Pour ce qui est des boutiques "Emel", M. Mohamed Ould Bilal a précisé qu’elles seront toutes dotées en produits alimentaires immédiatement alors que la situation de leur personnel sera examinée pour régler les problèmes posés.

S’agissant de l’exode rural, il a dit qu’il représente une grande problématique qui a donné bien des soucis aux gouvernements qui se sont succédés notant que la mise en œuvre du programme de décollage économique ne manquera pas d’avoir des répercussions importantes dans la lutte contre ce phénomène et de contribuer à fixer les populations dans leur terroir.

En ce qui concerne la situation financière du pays, le Premier ministre a rassuré les députés sur le fait que le solde de la Trésorerie générale atteint actuellement 272 milliards d’anciennes ouguiyas comparé à 22 milliards au mois d’août dernier notant que cela est imputable à la bonne gestion et à la justice et l’équité en matière de recettes fiscales, relevant que 80 milliards de ce montant résultent d’un effort national propre.

Il a ajouté que le solde actuel en devises atteint un milliard 400 mille dollars. C’est donc un solde satisfaisant permettant de répondre à tous les besoins du pays à l’étranger.

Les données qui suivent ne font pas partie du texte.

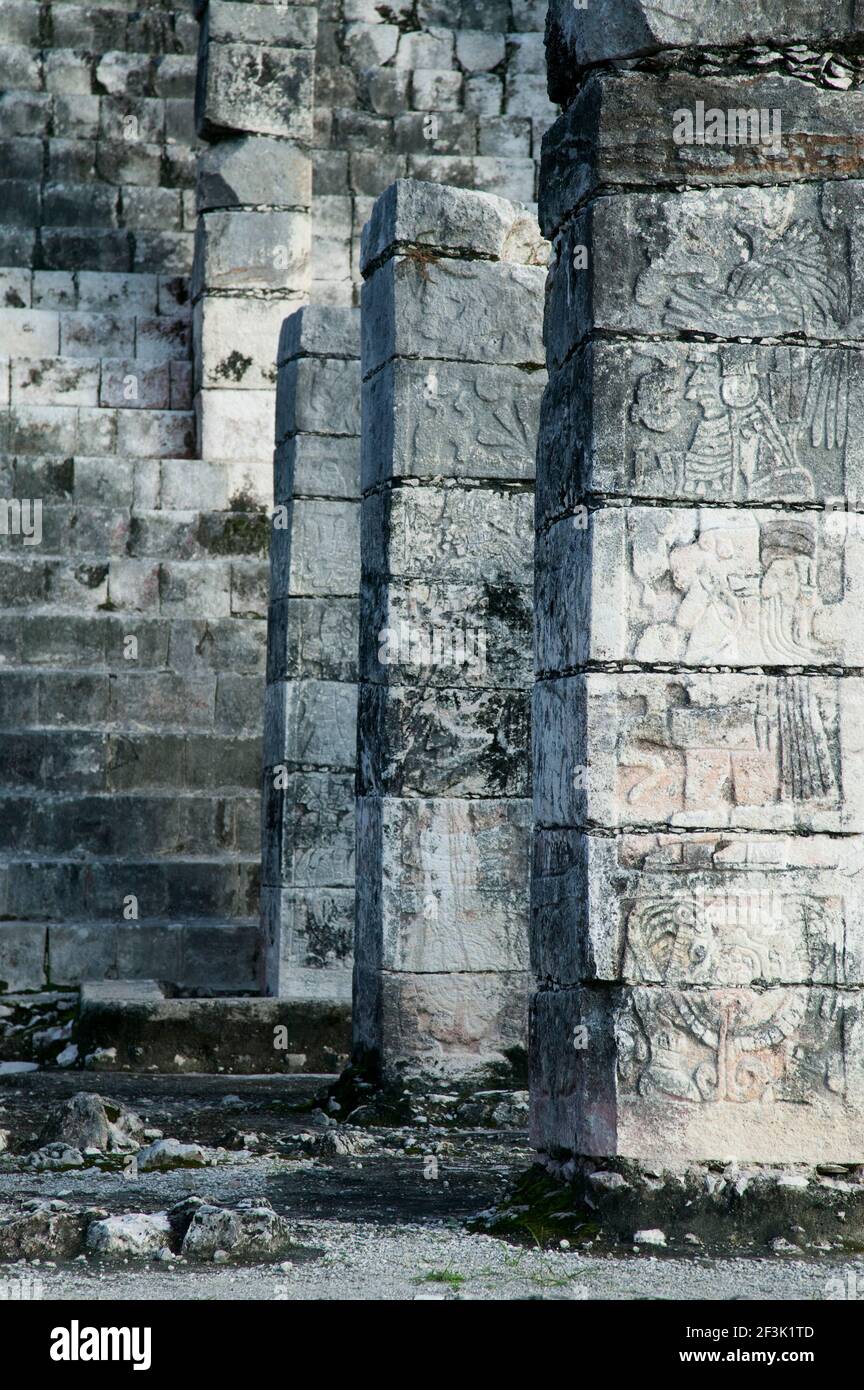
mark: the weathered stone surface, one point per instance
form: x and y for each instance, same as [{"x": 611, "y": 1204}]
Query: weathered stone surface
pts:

Sur l’augmentation des budgets de certaines institutions, M. Mohamed Ould Bilal a indiqué que cela est positif en soi, notant que l’augmentation des budgets de la Présidence de la République, de l’Assemblée nationale et du ministère de la justice est due à ce que les dépenses communes dans ces institutions et ministère atteignaient 3 milliards que les responsables de ces institutions géraient pour couvrir les frais de l’eau,de l’électricité et de certaines autres dépenses. Mais, au lieu d’apparaitre sur leur budget respectif, elles apparaissaient sur les allocations prévues pour les dépenses communes.

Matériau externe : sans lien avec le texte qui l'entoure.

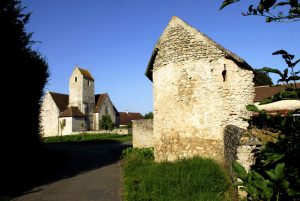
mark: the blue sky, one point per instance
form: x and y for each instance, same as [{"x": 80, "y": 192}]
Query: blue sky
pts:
[{"x": 114, "y": 40}]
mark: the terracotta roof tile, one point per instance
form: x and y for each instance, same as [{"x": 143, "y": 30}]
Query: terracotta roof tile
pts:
[
  {"x": 71, "y": 112},
  {"x": 273, "y": 112},
  {"x": 268, "y": 91},
  {"x": 86, "y": 73},
  {"x": 126, "y": 118},
  {"x": 61, "y": 100}
]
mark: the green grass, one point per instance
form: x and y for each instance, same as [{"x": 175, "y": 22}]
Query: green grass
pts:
[
  {"x": 185, "y": 180},
  {"x": 87, "y": 138}
]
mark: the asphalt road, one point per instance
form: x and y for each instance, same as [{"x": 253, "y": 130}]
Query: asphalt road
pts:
[{"x": 88, "y": 172}]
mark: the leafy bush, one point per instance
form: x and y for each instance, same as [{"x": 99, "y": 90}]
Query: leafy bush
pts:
[
  {"x": 276, "y": 173},
  {"x": 286, "y": 94},
  {"x": 106, "y": 123},
  {"x": 86, "y": 137}
]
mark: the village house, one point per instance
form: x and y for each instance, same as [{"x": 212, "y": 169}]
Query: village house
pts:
[
  {"x": 81, "y": 110},
  {"x": 199, "y": 87},
  {"x": 279, "y": 107}
]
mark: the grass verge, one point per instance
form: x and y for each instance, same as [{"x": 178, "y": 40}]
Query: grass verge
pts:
[
  {"x": 87, "y": 137},
  {"x": 185, "y": 180}
]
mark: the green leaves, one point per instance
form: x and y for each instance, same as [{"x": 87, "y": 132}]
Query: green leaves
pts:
[
  {"x": 276, "y": 174},
  {"x": 227, "y": 2},
  {"x": 291, "y": 14},
  {"x": 272, "y": 70},
  {"x": 288, "y": 58}
]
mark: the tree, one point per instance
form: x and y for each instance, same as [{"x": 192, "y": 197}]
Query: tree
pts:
[
  {"x": 290, "y": 10},
  {"x": 26, "y": 73},
  {"x": 261, "y": 78},
  {"x": 284, "y": 76},
  {"x": 149, "y": 115},
  {"x": 106, "y": 123}
]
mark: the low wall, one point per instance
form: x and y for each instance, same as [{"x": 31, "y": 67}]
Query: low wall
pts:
[
  {"x": 238, "y": 145},
  {"x": 142, "y": 133},
  {"x": 119, "y": 131}
]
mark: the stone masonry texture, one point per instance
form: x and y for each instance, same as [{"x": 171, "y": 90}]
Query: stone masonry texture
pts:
[
  {"x": 142, "y": 133},
  {"x": 192, "y": 101}
]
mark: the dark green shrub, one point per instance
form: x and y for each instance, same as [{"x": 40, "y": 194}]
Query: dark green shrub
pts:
[
  {"x": 106, "y": 123},
  {"x": 276, "y": 173}
]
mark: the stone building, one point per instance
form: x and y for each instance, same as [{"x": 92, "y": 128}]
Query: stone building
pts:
[
  {"x": 81, "y": 110},
  {"x": 199, "y": 87}
]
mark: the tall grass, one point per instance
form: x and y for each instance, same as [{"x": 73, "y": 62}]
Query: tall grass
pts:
[
  {"x": 185, "y": 180},
  {"x": 87, "y": 137}
]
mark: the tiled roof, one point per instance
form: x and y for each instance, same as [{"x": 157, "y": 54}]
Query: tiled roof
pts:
[
  {"x": 228, "y": 54},
  {"x": 126, "y": 118},
  {"x": 61, "y": 100},
  {"x": 86, "y": 73},
  {"x": 98, "y": 101},
  {"x": 71, "y": 112},
  {"x": 268, "y": 91},
  {"x": 273, "y": 113}
]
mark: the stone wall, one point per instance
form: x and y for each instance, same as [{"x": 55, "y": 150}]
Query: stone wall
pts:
[
  {"x": 82, "y": 95},
  {"x": 119, "y": 131},
  {"x": 238, "y": 146},
  {"x": 102, "y": 110},
  {"x": 49, "y": 117},
  {"x": 142, "y": 135},
  {"x": 67, "y": 129},
  {"x": 192, "y": 102}
]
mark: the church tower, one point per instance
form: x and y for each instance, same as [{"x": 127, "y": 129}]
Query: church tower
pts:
[{"x": 82, "y": 95}]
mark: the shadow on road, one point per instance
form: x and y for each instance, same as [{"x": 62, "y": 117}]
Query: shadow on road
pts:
[{"x": 63, "y": 160}]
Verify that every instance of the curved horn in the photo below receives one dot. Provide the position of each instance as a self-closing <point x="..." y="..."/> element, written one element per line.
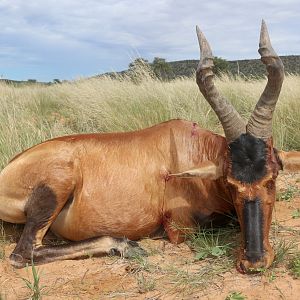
<point x="230" y="119"/>
<point x="260" y="122"/>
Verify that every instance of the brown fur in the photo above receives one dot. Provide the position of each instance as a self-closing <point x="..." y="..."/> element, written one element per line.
<point x="118" y="184"/>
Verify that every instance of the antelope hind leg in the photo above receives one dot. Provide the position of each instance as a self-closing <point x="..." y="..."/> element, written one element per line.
<point x="42" y="208"/>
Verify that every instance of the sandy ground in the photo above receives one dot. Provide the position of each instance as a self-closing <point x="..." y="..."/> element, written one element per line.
<point x="169" y="272"/>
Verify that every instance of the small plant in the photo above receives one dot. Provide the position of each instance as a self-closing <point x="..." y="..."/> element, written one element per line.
<point x="145" y="284"/>
<point x="211" y="243"/>
<point x="296" y="213"/>
<point x="34" y="286"/>
<point x="288" y="194"/>
<point x="295" y="266"/>
<point x="235" y="296"/>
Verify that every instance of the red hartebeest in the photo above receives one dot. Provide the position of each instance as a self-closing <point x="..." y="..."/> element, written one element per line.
<point x="97" y="190"/>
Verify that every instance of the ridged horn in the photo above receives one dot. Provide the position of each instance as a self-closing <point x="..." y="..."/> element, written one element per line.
<point x="230" y="119"/>
<point x="260" y="122"/>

A propos d’une question sur les marchés de gré à gré, il a souligné qu’ils sont prévus par la loi et l’on y recourt seulement dans les cas de nécessité mais ils ne doivent pas être la règle, précisant que ceux auxquels le gouvernement a recouru, l’étaient pour sauver les citoyens à l’intérieur suite aux pluies et inondations et pour les protéger contre les répercussions de la pandémie Covid-19. En conséquence il n’était pas possible pour le gouvernement de rester les bras croisés en ces circonstances, soulignant que l’inspection générale de l’Etat contrôle les marchés de gré à gré pour en déceler éventuellement les irrégularités.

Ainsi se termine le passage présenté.